A viagem continua com o tema de Harry Potter e a Pedra Filosofal, para o delírio do público portuense. O mundo de Hogwarts é introduzido com o tema de Edwiges, a coruja do bruxinho. Ouvem-se duas melodias centrais que quase imitam o som do seu bater de asas. Depois temos o tema da Nimbus 2000, vassoura de Harry. Nada mais característico desse mundo de feitiços do que corujas e vassouras, não?

A primeira parte do concerto finaliza e o maestro informa aos espectadores que há um concurso para concorrer a uma viagem a Hollywood com um acompanhante. Bastava baixar a aplicação da Film Symphony Orchestra em seus telemóveis para poder ganhar o prémio. Na segunda parte do concerto haveria uma sinfonia de cem segundos com dez melodias de filmes, pondo à prova os apaixonados por cinema, que deveriam acertar de quais filmes eram as melodias enquanto fossem tocadas.

No intervalo, víamos os espectadores claramente animados saírem de suas cadeiras para um lanche, ou até mesmo para tirar dúvidas com os funcionários do Coliseu acerca do concurso. Sorrisos nos rostos demonstravam a satisfação com o concerto, que ainda teria muito a proporcionar.

Fotografia: Maria Vilela.

Fotografia: Maria Vilela.

A segunda parte se inicia em 1972 com os western movies. A abertura de Os Cowboys joga com as luzes, que novamente fazem um excelente trabalho ao completar a atmosfera em torno do palco.

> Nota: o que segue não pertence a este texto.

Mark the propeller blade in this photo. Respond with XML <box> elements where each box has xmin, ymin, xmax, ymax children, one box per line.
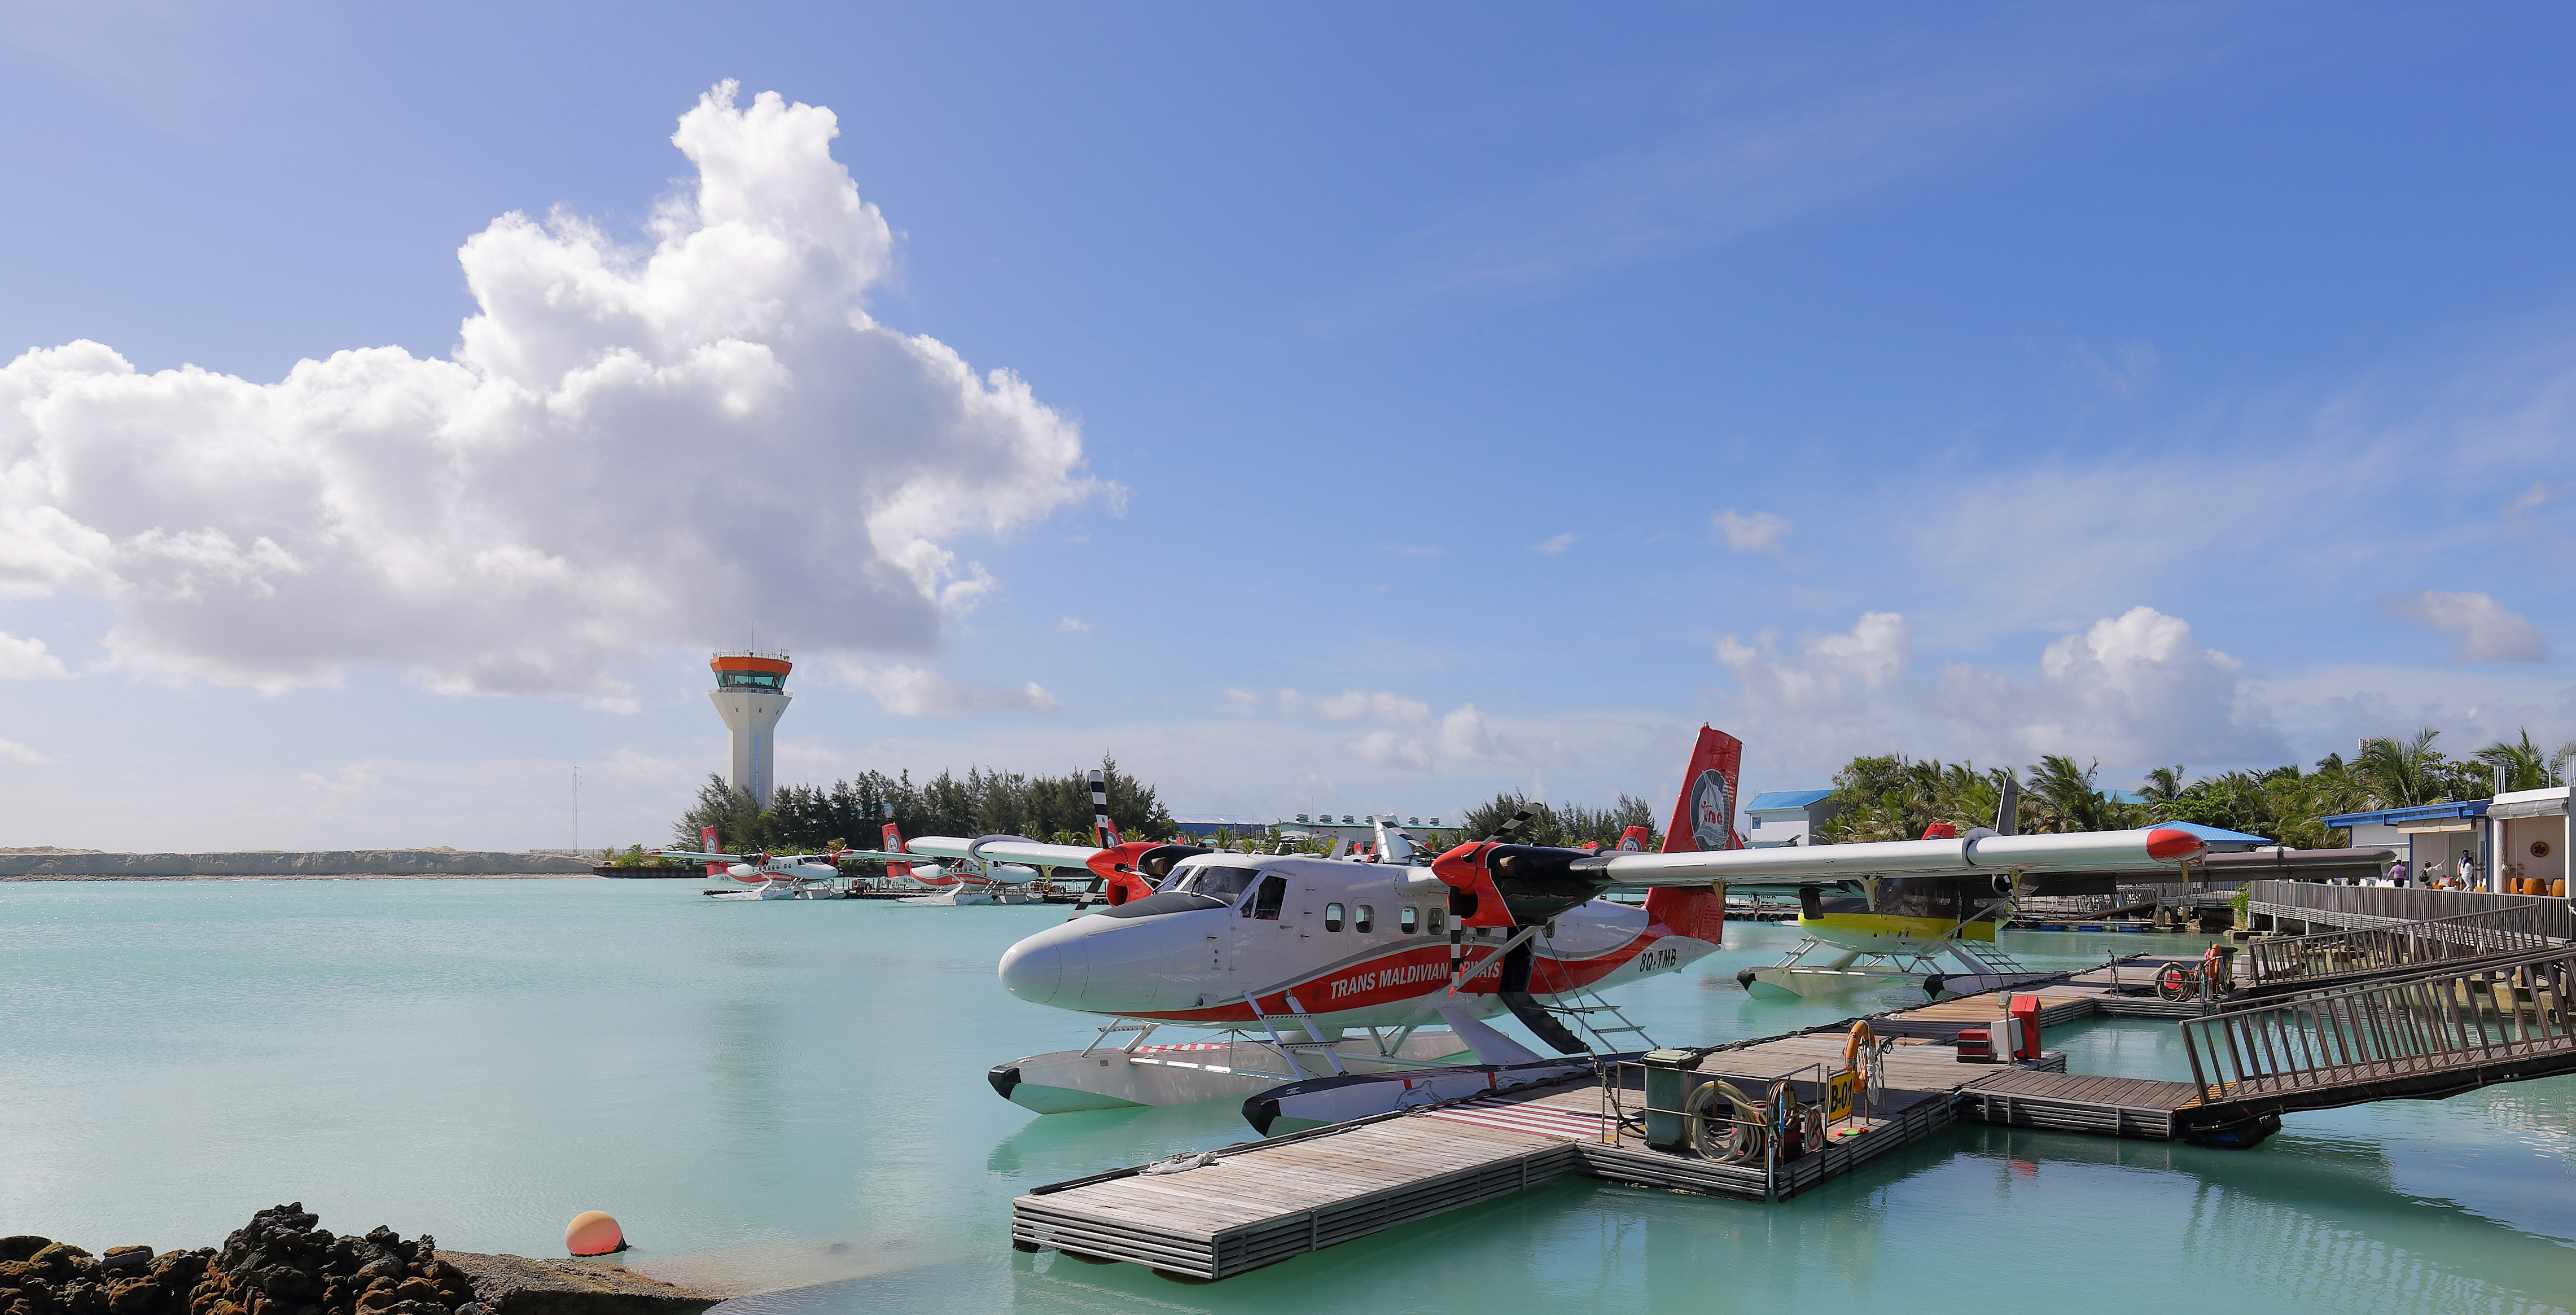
<box><xmin>1994</xmin><ymin>773</ymin><xmax>2020</xmax><ymax>837</ymax></box>
<box><xmin>1483</xmin><ymin>801</ymin><xmax>1541</xmax><ymax>843</ymax></box>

A segunda música a ser tocada resultou num dos momentos mais impactantes do concerto. Constantino apresenta ao público o tema da Lista de Schindler, filme no qual Spielberg retrata com elegância a dureza das imagens do holocausto. Constantino conta uma breve história sobre a composição do tema. Quando Spielberg ao finalizar a edição do filme, o exibe para John Williams, sem banda sonora alguma. Williams fica atónito pós-exibição e diz não ser capaz de compor algo para o filme. Spielberg diz-lhe que realmente ele não era o melhor, porque os melhores estavam todos mortos, então atualmente ele seria a pessoa ideal para aquela designação. Assim, Williams compôs esse lamento doloroso que lhe rendeu um Óscar.

Todo o público se emocionou com a interpretação feita por Manuel Serrano Lledó, concertino da orquestra dotado de um talento impressionante. Ao final, palmas comovidas do público e “batidas” com as varinhas dos músicos sobre as partituras respaldam a execução. O maestro, visivelmente emocionado, também declara “the show must go on” e segue o programa do concerto para a próxima música.

Fotografia: Maria Vilela.

Fotografia: Maria Vilela.

“A Dança do Diabo” de As Bruxas de Eastwick, de 1988, é uma marcha diabólica que tem originalidade em seu cerne. O uso dos sons dos trombones e de instrumentos inusitados como a matraca gera um ambiente enfeitiçado. A passada e aproximação das bruxas é perceptível com a tempestade de instrumentos de metal, para representar as trovoadas. A melodia tem uma sequência envolvente; até as crianças presentes brincavam com os dedos como se fossem pequenos maestros a coordenar a orquestra.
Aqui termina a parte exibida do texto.